Characterizing the host and symbiont proteomes in the association between the Bobtail squid, Euprymna scolopes, and the bacterium, Vibrio fischeri

The beneficial symbiosis between the Hawaiian bobtail squid, Euprymna scolopes, and the bioluminescent bacterium, Vibrio fischeri, provides a unique opportunity to study host/microbe interactions within a natural microenvironment. Colonization of the squid light organ by V. fischeri begins a lifelong association with a regulated daily rhythm. Each morning the host expels an exudate from the light organ consisting of 95% of the symbiont population in addition to host hemocytes and shed epithelial cells. We analyzed the host and symbiont proteomes of adult squid exudate and surrounding light organ epithelial tissue using 1D- and 2D-polyacrylamide gel electrophoresis and multidimensional protein identification technology (MudPIT) in an effort to understand the contribution of both partners to the maintenance of this association. These proteomic analyses putatively identified 1581 unique proteins, 870 proteins originating from the symbiont and 711 from the host. Identified host proteins indicate a role of the innate immune system and reactive oxygen species (ROS) in regulating the symbiosis. Symbiont proteins detected enhance our understanding of the role of quorum sensing, two-component signaling, motility, and detoxification of ROS and reactive nitrogen species (RNS) inside the light organ. This study offers the first proteomic analysis of the symbiotic microenvironment of the adult light organ and provides the identification of proteins important to the regulation of this beneficial association.     

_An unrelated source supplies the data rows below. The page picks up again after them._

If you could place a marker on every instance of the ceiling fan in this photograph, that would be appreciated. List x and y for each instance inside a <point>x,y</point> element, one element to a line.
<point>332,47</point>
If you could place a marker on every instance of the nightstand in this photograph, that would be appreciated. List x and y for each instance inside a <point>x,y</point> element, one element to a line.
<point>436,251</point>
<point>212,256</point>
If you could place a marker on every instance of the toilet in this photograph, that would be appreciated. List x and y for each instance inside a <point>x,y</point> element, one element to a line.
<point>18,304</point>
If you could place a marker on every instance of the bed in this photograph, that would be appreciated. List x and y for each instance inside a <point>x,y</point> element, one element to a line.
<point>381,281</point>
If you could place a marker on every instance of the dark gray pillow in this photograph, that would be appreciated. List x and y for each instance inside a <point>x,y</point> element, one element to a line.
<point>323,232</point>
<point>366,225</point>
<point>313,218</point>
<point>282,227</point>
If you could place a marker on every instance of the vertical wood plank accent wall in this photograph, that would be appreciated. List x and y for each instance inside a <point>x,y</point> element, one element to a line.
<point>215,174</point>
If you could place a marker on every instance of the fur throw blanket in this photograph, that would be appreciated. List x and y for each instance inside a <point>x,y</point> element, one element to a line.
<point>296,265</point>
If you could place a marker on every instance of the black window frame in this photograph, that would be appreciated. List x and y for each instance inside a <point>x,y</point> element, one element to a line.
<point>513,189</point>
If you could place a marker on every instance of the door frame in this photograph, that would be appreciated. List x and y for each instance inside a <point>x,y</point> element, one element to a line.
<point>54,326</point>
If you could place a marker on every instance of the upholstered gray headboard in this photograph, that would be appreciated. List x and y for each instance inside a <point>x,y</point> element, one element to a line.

The N-acetyl-D-glucosamine repressor NagC of Vibrio fischeri facilitates colonization of Euprymna scolopes

To successfully colonize and persist within a host niche, bacteria must properly regulate their gene expression profiles. The marine bacterium Vibrio fischeri establishes a mutualistic symbiosis within the light organ of the Hawaiian squid, Euprymna scolopes. Here, we show that the repressor NagC of V. fischeri directly regulates several chitin- and N-acetyl-D-glucosamine-utilization genes that are co-regulated during productive symbiosis. We also demonstrate that repression by NagC is relieved in the presence of N-acetyl-D-glucosamine-6-phosphate, the intracellular form of N-acetyl-D-glucosamine. We find that gene repression by NagC is critical for efficient colonization of E. scolopes. Further, our study shows that NagC regulates genes that affect the normal dynamics of host colonization.     

Vibrio fischeri sigma54 controls motility, biofilm formation, luminescence, and colonization

In this study, we demonstrated that the putative Vibrio fischeri rpoN gene, which encodes sigma(54), controls flagellar biogenesis, biofilm development, and bioluminescence. We also show that rpoN plays a requisite role initiating the symbiotic association of V. fischeri with juveniles of the squid Euprymna scolopes.